HIPAA Compliance Validator is a complex online solution based on the Boost Clusters engine, proving data handling, validation, conversion, audit report generation. The main goal is to help our customers identify the problems with their HIPAA document at the early stages and to eliminate the costs related to errors and claim returns. HIPAA Compliance Validator is an intermediate step in between the creation of the document by Provider and receiving of this document by Payer. You can integrate the service on any step of this process - it can be used by Providers to ensure that the claims are valid and to reduce the looses and by Payers to make sure that claims, received from Providers are valid and can be sent for further handling to internal systems.

How it works

HIPAA Compliance Validator system contains of several layers: Front-end, Inbound security, De-identification, Validation and Conversion, Report creation, Outbound security. Data workflow is as below.

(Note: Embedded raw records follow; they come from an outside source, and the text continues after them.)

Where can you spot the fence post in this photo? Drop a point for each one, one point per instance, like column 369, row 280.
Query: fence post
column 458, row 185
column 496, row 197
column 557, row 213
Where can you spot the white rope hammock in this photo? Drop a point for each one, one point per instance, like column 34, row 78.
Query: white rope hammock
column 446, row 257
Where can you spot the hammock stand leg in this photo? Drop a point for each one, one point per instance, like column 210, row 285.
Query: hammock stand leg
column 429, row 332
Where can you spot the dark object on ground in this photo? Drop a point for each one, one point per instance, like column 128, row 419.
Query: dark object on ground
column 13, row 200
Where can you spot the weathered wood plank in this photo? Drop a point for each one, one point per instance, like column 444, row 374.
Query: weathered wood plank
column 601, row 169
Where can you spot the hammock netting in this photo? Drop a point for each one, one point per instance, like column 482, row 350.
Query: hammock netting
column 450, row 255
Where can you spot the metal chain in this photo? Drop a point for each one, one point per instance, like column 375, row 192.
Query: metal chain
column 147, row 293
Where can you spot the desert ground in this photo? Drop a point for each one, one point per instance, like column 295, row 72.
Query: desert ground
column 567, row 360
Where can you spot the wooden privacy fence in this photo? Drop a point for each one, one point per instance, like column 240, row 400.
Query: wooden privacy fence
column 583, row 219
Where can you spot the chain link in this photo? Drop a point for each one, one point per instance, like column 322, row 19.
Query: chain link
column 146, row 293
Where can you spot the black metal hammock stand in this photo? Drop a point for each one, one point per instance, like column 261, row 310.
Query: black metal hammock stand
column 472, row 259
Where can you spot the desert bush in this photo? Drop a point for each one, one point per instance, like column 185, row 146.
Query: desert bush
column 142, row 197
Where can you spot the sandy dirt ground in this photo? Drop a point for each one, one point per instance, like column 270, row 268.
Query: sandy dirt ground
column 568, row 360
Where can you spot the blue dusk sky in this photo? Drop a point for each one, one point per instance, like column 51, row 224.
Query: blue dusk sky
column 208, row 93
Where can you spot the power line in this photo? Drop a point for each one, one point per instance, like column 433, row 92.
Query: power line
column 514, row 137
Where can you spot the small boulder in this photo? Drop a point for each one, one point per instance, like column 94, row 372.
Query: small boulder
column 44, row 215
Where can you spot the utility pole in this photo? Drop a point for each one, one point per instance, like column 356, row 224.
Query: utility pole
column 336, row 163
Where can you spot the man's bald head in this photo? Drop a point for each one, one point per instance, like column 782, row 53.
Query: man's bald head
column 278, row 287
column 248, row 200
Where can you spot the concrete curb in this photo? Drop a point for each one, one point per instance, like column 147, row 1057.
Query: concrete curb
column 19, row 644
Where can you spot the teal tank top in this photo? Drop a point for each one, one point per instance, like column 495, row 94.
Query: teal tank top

Front-ends - user submits the file either through the online form (convenient for single document submission) or using the In-Stream technology of Boost Clusters engine. After data is received it gets SSL encrypted with highest level possible within current industry standards. This is Inbound security layer. Such extreme pre-cautions are required to prevent any data leaks during the whole process. Due to the Inbound security layer, there is no need to worry about the data disclosures or leaks. As a part of the inbound security process, HIPAA Validator performs data de-identification to prevent any parts of the system from accessing the secure personal information that may be sent in the HIPAA document. After that, secured data comes to validation and conversion. All these steps are powered by Boost Clusters engine which provides full set of compliance validation procedures. For user's convenience it is possible to get the XML representation of the HIPAA file. This XML data can be then used in the wide variety of the XML routing and mapping engines to satisfy your trading partner agreements. Based on the validation results user gets the Audit report with the detailed explanations on all the errors current document contains with the recommendations on errors elimination. To prevent data from being lost or stolen on the outbound end, Outbound security layers has been added to finalize the security cycle.